El bebé y la oscuridad

El bebé y la oscuridad

Salir a dar un paseo con bebé, comprende un montón de detalles. Está el carácter de los papás, y el carácter que se está formando del bebé. Nuestra señorita-bebé, desde el primer día mostró un interés demasiado grande por lo que había fuera del capazo. Que muestre interés por el mundo exterior es un buen síntoma, pero cuando tiene poco más de un mes, la cosa se pone  complicada. Más que nada porque la movilidad que tiene es reducida, y su forma de decir las cosas es con llanto. Así que si quiere que la capota del carrito de bebé esté levantada para que le entre la claridad del sol…a llorar y todos enterados.

La calle por la que pasamos para llegar a casa, es una calle que no es la mas luminosa del mundo. Los primeros meses, sabíamos que era bastante probable que al empezar la calle, empezase a decirnos que no le gustaba (nos lo decía a base de llorar y llorar). Era entrar en la calle y arrancar el concierto. Salías y ya iba la señorita-bebé tan contenta.

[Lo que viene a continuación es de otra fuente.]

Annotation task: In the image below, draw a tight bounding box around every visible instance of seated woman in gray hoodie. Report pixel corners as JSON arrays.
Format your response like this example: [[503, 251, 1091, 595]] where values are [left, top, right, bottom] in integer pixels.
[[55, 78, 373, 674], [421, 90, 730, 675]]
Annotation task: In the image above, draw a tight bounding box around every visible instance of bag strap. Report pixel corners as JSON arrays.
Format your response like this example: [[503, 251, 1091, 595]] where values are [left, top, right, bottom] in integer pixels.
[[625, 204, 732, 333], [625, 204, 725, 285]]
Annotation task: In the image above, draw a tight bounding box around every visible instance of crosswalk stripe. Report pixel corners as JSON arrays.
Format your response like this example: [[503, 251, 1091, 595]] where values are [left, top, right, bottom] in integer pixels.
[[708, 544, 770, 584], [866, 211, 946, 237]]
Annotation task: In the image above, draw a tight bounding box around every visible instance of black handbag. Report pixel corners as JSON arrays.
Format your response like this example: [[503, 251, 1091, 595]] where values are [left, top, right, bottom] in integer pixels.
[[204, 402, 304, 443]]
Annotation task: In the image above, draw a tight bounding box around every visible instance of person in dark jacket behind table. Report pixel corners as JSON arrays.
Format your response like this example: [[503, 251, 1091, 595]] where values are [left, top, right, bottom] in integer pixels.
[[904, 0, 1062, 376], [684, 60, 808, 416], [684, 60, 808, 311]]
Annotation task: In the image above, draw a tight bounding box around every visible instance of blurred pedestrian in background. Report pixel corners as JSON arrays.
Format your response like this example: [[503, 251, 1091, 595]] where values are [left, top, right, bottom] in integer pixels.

El día que nos dimos cuenta que el capazo no lo habían inventado para nosotros fue una tarde paseando. A final de Agosto, en Andalucía, no te queda más remedio que pasear a última hora del día. Y nos fuimos empujando el carrito de bebé siendo de día. Cuando decidimos volver, ya había anochecido. Mientras íbamos por calles muy iluminadas no había problema, pero fue llegar a una calle con menos luz, y arrancó a llorar. Primero pensamos que podía ser hambre, por lo que se enganchó al pecho sentados en un parque. Tras media hora tragando, intentamos continuar el camino, pero era dejar al bebé en el capazo y escuchar música lacrimógena. Al final, el camino de vuelta lo hicimos turnándonos con la señorita-bebé en brazos. Veinticinco minutos de gimnasio gratis!

El cambio del capazo a la maxicosi lo hicimos cuando aún no tenía los dos meses. Y se notó el cambio para bien. Que fuese viéndolo todo, hizo que los llantos terminasen. Por calles muy iluminadas, no había problema, y si ibas por una calle con menos luz, fijaba la vista en los puntos de las farolas y todos tan contentos. De todas formas, no aguantó mucho en la maxicosi (dos semanas como mucho), y es que estaba un poco agobiada (nosotros de verla también) porque iba ganando mucho peso desde que nació y si por algo se caracteriza la maxicosi no es por ser espaciosa precisamente. Así que la cambiamos a la sillita de paseo del carrito de bebé. Y ahí sigue a día de hoy. Va cómoda, amplia, con el saco va calentita, y para nosotros es útil hasta en casa. Se suele quedar dormida en el carro sin muchos problemas y no tienes el inconveniente de que tenga frío porque con el saco está en la gloria. Además está más segura que en cualquier superficie plana, porque cuando empiezan a tener movilidad son un peligro. Es ley de vida y de Padres Primerizos!